Trade wars, egg heists, and misplaced gold bars—it’s been that kind of week. While Canada and Mexico buy time with a 30-day tariff pause, thieves in Pennsylvania decided eggs are the new crypto—swiping 100,000 of them in a bizarrely lucrative breakfast cargo theft. Meanwhile, Novo Nordisk’s weight-loss wonder drug is trimming waistlines but bloating carbon footprints, and a promising new painkiller might cure everything—except insurance. The cherry on top? Air Canada’s 2024 blunder of handing over $20 million in gold bars to a stranger with fake papers finally catches up with them—though the $18,600 penalty feels more like a golden get-out-of-jail-free card. Let’s dig in!

30-Day Tariff Timeout: A Supply Chain Standoff

Mexico and Canada scored a month-long breather from new tariffs, while Chinese imports face an immediate 10% price hike. Manufacturers, distributors, and retailers now scramble to decode what these changes mean for their precious cargo—from frozen foods to lifesaving medications.
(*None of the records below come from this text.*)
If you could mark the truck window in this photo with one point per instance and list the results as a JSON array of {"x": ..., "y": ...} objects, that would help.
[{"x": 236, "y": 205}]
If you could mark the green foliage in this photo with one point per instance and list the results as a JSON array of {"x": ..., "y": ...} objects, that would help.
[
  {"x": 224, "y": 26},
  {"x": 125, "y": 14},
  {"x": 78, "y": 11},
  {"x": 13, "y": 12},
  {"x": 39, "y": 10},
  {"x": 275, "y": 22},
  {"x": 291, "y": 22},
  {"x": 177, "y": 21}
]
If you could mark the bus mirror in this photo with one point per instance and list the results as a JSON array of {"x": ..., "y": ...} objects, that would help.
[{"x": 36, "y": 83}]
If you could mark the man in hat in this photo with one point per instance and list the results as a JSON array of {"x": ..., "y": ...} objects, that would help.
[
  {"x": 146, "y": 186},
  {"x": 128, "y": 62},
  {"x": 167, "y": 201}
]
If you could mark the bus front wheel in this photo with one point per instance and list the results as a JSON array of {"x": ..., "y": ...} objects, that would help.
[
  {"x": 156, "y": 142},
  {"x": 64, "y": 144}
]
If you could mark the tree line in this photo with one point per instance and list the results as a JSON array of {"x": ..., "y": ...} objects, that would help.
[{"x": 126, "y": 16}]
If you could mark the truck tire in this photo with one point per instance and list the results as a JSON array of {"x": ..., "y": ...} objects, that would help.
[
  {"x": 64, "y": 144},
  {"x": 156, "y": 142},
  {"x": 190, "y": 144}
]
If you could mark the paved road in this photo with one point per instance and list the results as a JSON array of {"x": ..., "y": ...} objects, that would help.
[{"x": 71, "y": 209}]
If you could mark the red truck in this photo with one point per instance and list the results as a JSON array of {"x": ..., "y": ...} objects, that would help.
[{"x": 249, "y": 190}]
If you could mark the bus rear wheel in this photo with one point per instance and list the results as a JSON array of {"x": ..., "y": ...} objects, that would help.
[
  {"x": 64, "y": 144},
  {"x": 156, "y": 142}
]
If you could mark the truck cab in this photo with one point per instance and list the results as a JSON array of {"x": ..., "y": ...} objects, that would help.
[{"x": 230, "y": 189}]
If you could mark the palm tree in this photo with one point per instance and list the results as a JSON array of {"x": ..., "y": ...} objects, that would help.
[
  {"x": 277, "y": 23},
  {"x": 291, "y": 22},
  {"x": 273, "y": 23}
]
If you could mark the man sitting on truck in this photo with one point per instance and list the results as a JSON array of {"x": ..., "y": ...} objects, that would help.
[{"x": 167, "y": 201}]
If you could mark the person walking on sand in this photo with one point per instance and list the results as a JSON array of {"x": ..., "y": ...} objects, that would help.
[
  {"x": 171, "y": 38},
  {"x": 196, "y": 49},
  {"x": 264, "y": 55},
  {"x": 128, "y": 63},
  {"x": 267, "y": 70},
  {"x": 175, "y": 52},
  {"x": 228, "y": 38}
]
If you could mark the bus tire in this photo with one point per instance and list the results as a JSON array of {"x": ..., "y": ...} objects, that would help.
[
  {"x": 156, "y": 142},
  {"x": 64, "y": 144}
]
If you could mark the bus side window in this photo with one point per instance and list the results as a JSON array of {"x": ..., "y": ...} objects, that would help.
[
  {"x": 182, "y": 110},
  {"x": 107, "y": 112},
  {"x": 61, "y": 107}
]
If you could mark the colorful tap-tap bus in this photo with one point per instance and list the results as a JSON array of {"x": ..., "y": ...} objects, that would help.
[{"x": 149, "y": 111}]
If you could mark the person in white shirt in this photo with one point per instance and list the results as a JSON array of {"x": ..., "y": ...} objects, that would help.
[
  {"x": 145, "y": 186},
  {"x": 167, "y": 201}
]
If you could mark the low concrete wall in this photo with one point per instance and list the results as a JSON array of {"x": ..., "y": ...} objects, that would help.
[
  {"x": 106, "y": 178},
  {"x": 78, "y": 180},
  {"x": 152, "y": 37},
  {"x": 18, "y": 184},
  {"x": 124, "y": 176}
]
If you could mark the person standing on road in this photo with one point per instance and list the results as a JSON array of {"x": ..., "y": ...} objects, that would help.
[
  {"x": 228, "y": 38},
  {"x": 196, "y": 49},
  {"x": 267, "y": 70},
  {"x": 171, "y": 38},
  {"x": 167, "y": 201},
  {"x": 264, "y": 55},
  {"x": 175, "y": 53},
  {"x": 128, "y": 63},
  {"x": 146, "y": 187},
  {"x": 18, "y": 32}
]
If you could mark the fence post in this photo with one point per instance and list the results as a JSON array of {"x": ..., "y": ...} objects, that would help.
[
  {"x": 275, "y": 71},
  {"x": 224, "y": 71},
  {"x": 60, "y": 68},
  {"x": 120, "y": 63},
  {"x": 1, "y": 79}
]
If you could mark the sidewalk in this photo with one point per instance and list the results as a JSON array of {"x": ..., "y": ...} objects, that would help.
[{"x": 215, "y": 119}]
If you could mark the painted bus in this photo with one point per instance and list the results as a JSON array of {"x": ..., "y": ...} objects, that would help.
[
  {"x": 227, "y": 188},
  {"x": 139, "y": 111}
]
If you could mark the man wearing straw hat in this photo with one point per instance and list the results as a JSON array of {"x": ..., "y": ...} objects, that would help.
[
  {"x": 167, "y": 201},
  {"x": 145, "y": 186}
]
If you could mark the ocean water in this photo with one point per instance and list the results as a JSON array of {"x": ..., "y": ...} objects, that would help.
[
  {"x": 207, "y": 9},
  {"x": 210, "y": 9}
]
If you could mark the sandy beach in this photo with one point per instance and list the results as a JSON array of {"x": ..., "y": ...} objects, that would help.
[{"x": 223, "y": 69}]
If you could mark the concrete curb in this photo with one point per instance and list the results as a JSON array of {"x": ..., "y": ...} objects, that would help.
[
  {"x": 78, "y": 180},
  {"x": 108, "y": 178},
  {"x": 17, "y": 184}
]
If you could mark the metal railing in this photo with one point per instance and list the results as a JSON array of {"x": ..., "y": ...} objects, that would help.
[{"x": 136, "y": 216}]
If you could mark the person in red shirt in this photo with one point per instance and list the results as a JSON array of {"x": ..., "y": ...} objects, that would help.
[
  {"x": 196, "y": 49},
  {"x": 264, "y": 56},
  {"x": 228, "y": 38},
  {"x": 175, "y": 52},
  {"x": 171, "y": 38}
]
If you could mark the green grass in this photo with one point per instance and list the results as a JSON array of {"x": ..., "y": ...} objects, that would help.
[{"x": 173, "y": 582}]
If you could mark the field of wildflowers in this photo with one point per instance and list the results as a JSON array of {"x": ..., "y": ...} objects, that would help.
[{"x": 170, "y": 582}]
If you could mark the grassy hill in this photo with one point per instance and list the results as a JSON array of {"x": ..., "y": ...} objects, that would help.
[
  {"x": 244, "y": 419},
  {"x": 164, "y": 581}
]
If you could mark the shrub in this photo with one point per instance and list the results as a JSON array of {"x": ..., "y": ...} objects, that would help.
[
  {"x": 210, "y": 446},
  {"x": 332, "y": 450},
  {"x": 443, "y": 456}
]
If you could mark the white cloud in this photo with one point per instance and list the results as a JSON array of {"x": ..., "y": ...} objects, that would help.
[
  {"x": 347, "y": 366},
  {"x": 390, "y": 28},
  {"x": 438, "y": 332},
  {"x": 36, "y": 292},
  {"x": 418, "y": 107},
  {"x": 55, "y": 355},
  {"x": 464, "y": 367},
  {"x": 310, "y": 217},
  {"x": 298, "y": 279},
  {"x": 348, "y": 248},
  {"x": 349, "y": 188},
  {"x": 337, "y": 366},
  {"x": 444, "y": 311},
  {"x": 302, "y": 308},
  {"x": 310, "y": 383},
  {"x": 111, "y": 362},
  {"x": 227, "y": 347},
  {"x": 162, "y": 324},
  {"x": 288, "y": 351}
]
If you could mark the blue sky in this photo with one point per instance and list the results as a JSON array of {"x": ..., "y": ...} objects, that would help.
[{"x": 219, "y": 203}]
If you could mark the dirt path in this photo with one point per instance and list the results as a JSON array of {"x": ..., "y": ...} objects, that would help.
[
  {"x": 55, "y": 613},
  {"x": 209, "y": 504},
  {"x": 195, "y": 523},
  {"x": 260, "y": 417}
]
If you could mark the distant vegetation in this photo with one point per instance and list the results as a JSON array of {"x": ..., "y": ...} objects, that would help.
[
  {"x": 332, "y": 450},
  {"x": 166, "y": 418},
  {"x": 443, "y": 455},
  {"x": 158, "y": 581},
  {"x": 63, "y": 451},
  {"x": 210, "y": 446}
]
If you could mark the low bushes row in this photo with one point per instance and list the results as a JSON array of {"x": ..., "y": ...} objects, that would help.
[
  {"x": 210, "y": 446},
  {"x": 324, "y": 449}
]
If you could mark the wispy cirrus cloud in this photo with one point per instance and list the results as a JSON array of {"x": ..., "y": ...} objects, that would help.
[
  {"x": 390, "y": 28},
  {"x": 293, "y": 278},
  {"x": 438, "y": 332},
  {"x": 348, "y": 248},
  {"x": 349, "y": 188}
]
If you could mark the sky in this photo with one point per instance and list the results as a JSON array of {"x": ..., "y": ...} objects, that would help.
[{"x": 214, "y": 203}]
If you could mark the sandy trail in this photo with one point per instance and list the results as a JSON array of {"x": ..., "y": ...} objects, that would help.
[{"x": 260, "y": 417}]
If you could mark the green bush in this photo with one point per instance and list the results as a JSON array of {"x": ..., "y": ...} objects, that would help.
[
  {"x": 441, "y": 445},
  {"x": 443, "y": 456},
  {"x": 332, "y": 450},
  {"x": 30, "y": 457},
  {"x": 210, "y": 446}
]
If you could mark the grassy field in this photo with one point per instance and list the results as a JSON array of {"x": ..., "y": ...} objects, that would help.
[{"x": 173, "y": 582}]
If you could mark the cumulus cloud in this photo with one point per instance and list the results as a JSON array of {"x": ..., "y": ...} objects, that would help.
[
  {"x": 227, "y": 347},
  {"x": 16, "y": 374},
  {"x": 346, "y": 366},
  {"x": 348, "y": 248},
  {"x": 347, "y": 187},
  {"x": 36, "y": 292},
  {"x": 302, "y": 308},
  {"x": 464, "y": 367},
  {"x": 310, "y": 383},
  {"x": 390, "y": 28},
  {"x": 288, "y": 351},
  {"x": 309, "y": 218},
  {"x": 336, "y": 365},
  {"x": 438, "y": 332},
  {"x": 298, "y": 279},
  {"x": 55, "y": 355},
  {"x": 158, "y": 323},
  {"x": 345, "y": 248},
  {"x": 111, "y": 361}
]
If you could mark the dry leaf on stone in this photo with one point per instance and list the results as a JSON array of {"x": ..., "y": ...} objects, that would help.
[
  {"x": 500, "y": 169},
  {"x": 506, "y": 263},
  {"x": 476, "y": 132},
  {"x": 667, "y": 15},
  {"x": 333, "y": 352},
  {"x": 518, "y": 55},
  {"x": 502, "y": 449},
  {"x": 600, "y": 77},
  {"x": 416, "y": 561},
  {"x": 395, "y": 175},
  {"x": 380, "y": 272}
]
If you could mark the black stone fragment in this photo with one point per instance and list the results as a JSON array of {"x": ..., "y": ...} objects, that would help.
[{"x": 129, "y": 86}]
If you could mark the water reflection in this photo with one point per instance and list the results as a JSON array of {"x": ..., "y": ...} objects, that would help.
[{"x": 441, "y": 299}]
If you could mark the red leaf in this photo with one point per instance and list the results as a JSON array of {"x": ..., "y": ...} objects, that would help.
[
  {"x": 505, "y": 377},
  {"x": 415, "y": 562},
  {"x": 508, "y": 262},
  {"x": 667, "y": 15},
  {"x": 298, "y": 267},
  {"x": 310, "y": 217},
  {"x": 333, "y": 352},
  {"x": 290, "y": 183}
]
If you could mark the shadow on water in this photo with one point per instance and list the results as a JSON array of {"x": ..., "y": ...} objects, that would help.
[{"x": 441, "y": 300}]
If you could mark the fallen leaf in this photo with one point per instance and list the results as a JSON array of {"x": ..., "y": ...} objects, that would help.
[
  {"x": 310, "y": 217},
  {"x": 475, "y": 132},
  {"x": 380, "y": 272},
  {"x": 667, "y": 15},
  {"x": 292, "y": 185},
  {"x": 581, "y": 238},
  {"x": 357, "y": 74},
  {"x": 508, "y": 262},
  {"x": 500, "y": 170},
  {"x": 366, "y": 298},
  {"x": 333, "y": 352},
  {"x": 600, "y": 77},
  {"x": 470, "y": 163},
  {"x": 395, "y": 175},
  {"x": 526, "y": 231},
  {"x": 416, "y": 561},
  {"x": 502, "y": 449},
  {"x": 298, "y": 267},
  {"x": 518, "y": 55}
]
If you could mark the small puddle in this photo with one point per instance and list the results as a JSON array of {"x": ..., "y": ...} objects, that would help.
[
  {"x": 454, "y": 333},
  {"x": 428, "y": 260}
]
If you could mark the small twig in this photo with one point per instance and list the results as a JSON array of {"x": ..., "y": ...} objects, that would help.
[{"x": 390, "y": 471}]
Playing Hot Potato with Prices (Nobody Wins)

Ready for a financial game of dominoes? The planned tariffs could jack up prices on up to 42% of products entering U.S. ports. Companies might shell out $700 million daily in extra taxes, with Texas imports alone facing a $1 billion weekly tax bomb. Food producers will pass these costs down the line faster than a dropped ice cream cone, while pharmaceutical companies juggle maintaining affordable drug prices against mounting supply expenses. And the math gets even uglier: experts at The Conference Board predict that these trade moves could slice 0.9% off U.S. GDP growth—and pump inflation up 0.6% over the next year.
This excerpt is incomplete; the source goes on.